De ces annonces, on a pu noter que le sommet entre les Présidents des deux Corées a eu lieu et une rencontre entre le Président américain Donald Trump et Kim Jong-un s’est tenue. Cependant la question qui mérite d’être posée est celle de savoir : quel est l’enjeu de ce rapprochement et cet élan de réconciliation pour les différents acteurs concernés et bien surtout pour l’environnement régional ?
III. 2. 1. Enjeux et conséquences pour la Corée du Sud
Au lendemain de son indépendance en 1948, l’ex-colonie japonaise a entrepris, à pas sûrs, sa marche vers le développement. Le pays a, certes, été appuyé par les Etats-Unis dans sa partie Sud, tandis que le Nord a été soutenu par l’URSS et la Chine. Néanmoins, il faut aller chercher ailleurs le véritable secret de la fulgurante émergence de la Corée du Sud. Les citoyens de ce pays ont sans doute parié sur trois facteurs clés: l’éducation, l’économie de la connaissance et des valeurs fortes, qui sont en même temps les enjeux majeurs de la consolidation structurale coréenne.
Le système éducatif du pays poussant les enfants au bout de leurs capacités et autorisant le châtiment, semble-t-il, est parfois critiqué par les Occidentaux. Néanmoins il fonctionne! Presque parfaitement. Ces dernières années, les enfants sud-coréens se placent toujours dans le trio de tête des classements internationaux de lecture et de mathématiques. Actuellement, les écoles tentent de faire la part belle aux activités parascolaires, afin d’offrir plus de possibilités d’épanouissement aux élèves, toujours surchargés…
L’économie de la connaissance est l’autre ingrédient magique qui a permis à la Corée du Sud d’intégrer le groupe fermé des superpuissances économiques et technologiques. Malgré sa petite taille et la rareté de ses ressources, le pays exporte beaucoup plus que des géants comme la Russie ou le Canada. Des solutions technologiques, de la téléphonie mobile, de l’électroménager, des navires, des voitures, des logiciels… que des produits à forte valeur ajoutée. «Même avec un petit accès en mer de Chine, le pays a pu développer une culture d’algues florissante, qui a fait de lui l’un des leaders mondiaux en algues alimentaires et en biodiesel», relève le spécialiste français de l’économie de la connaissance appliquée à la gestion, consultant international, Idriss Aberkane. « Pour cet Etat, c’est le savoir ou la mort. C’est le premier à avoir mis en place un ministère de l’Economie de la connaissance », insiste-t-il.[24]
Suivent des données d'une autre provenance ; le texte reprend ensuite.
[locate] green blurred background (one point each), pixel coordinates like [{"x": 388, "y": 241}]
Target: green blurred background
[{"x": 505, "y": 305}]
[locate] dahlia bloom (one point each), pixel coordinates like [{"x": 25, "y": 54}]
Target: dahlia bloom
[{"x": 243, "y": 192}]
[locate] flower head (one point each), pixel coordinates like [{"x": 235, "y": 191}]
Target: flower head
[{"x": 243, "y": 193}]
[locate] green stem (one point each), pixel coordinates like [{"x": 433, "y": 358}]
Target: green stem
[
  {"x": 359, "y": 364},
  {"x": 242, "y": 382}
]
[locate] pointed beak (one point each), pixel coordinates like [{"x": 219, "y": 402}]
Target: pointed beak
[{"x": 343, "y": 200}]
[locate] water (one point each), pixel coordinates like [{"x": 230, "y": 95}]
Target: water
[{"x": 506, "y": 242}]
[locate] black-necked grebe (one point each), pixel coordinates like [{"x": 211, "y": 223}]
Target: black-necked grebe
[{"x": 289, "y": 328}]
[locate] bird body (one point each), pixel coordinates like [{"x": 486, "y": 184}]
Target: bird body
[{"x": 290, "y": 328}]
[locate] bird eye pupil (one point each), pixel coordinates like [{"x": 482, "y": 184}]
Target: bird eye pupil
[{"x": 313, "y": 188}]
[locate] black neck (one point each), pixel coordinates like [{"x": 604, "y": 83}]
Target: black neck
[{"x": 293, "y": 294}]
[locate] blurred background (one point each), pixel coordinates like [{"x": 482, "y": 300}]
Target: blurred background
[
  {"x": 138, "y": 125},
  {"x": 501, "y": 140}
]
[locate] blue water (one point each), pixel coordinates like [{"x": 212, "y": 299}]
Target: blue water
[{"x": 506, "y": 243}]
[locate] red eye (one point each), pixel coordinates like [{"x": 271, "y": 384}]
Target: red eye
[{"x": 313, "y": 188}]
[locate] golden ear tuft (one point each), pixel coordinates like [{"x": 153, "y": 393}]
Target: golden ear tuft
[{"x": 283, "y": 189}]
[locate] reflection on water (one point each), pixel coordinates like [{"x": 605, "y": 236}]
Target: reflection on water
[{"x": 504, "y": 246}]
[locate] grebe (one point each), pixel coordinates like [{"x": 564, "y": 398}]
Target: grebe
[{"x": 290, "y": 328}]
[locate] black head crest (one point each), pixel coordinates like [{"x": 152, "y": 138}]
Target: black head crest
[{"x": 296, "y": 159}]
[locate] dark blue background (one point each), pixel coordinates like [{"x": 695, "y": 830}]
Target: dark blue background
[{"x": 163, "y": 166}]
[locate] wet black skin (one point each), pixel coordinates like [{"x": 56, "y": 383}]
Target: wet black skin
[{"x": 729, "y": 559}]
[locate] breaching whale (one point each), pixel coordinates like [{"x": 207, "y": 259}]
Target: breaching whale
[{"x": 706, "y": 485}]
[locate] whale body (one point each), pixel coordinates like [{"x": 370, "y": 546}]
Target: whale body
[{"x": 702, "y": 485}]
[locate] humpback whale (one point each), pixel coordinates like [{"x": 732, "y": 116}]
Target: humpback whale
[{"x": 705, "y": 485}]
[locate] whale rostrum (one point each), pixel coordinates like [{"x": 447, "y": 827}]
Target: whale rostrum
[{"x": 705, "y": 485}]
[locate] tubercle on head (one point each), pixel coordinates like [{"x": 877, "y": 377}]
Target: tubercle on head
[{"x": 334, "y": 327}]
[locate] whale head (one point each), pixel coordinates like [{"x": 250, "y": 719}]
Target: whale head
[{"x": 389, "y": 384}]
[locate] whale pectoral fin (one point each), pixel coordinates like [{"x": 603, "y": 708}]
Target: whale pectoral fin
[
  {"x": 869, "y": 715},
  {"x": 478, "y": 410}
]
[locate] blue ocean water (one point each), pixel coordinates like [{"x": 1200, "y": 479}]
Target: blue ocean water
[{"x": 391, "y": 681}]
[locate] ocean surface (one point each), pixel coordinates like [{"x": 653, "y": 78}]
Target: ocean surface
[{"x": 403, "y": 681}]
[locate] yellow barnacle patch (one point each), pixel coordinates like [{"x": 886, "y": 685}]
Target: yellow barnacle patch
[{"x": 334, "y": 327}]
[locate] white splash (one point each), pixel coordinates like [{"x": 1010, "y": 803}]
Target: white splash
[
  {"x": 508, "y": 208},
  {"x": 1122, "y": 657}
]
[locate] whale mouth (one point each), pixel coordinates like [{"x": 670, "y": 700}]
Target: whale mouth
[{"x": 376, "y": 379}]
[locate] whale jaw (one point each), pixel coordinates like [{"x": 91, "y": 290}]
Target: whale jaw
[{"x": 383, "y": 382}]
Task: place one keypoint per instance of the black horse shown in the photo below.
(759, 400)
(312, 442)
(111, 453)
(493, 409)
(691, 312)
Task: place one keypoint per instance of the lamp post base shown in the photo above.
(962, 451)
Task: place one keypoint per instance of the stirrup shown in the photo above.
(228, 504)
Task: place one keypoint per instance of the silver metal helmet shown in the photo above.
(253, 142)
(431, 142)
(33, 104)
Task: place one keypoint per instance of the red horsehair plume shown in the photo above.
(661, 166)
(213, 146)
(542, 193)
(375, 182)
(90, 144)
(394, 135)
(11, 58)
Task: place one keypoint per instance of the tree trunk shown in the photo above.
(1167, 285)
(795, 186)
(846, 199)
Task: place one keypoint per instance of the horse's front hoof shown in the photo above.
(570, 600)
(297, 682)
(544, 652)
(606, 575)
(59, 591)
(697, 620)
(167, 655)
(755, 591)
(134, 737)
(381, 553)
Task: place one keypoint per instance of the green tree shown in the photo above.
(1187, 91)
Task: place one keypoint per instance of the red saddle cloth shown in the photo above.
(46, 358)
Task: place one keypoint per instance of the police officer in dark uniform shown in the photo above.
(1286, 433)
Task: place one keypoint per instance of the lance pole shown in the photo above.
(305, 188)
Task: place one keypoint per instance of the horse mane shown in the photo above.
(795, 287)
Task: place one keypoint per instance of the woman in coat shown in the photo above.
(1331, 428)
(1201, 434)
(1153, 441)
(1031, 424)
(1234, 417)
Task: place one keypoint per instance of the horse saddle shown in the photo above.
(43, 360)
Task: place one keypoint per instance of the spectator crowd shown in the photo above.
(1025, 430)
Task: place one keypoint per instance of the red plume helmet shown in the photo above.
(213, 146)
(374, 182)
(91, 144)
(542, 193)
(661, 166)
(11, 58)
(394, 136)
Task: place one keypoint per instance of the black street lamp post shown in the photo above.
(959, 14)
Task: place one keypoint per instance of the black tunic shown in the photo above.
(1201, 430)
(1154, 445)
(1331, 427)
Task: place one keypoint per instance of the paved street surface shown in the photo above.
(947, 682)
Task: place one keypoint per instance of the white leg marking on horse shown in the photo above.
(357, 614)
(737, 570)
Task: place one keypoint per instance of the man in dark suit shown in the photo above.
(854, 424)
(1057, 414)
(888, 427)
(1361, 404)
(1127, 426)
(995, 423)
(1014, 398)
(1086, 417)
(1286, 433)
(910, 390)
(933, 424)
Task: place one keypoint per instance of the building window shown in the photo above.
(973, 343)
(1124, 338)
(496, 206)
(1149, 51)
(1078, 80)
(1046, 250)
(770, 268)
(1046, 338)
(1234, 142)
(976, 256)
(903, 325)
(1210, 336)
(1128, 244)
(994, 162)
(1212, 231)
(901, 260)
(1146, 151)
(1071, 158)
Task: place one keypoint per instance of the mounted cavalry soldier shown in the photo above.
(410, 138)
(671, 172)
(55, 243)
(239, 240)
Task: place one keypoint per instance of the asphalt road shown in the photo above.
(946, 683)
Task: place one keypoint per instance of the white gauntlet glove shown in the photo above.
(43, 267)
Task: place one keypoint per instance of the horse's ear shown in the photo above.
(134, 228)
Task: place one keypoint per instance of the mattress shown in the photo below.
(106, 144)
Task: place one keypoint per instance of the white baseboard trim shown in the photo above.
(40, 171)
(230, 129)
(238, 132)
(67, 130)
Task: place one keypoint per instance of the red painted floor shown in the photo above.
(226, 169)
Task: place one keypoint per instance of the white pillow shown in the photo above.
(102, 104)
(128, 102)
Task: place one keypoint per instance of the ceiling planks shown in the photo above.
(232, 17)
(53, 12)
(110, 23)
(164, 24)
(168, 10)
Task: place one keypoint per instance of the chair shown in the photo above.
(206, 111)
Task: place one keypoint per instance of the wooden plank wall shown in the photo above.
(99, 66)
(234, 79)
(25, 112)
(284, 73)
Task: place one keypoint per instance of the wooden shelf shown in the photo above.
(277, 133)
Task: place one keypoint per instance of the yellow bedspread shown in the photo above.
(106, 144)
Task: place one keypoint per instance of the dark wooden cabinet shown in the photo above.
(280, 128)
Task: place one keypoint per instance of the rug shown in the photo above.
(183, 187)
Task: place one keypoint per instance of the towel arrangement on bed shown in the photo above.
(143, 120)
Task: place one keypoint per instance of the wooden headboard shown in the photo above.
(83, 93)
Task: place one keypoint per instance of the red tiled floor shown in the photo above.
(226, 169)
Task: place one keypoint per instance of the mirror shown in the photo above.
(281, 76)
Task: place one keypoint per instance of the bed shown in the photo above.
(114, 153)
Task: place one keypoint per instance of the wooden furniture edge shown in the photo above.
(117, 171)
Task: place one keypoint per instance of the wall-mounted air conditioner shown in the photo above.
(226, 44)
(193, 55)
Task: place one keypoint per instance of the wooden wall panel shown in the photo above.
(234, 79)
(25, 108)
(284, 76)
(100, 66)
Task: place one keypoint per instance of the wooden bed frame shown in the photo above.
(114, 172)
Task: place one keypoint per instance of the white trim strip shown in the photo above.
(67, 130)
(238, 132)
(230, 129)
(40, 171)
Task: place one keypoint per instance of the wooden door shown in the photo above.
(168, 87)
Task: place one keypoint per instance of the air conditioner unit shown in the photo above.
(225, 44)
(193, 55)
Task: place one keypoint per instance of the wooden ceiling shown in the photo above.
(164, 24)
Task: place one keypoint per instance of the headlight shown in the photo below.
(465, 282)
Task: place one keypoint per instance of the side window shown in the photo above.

Ce qui fait la grandeur des nations sont des valeurs. La Corée du Sud tient à ses valeurs. La première que les enfants intègrent à l’école n’est autre que la discipline. C’est incroyable ce que l’on peut accomplir grâce à cette seule qualité qui manque terriblement à plusieurs pays en développement. Le simple fait de respecter les rendez-vous et les délais permet d’éviter des déperditions énormes et de monter en efficacité. La valeur travail est également sacrée. Les Sud-Coréens s’investissent corps et âme dans leurs fonctions, et s’y appliquent avec rigueur et sérieux. Le respect de l’autre, de la famille et des anciens, le patriotisme et la citoyenneté sont, également, cruciaux à leurs yeux. Le pays se veut aussi une démocratie transparente qui ne tolère pas l’incompétence, la corruption ou les trahisons, même en cas d’engagement conjoint avec la république voisine du Nord.[25]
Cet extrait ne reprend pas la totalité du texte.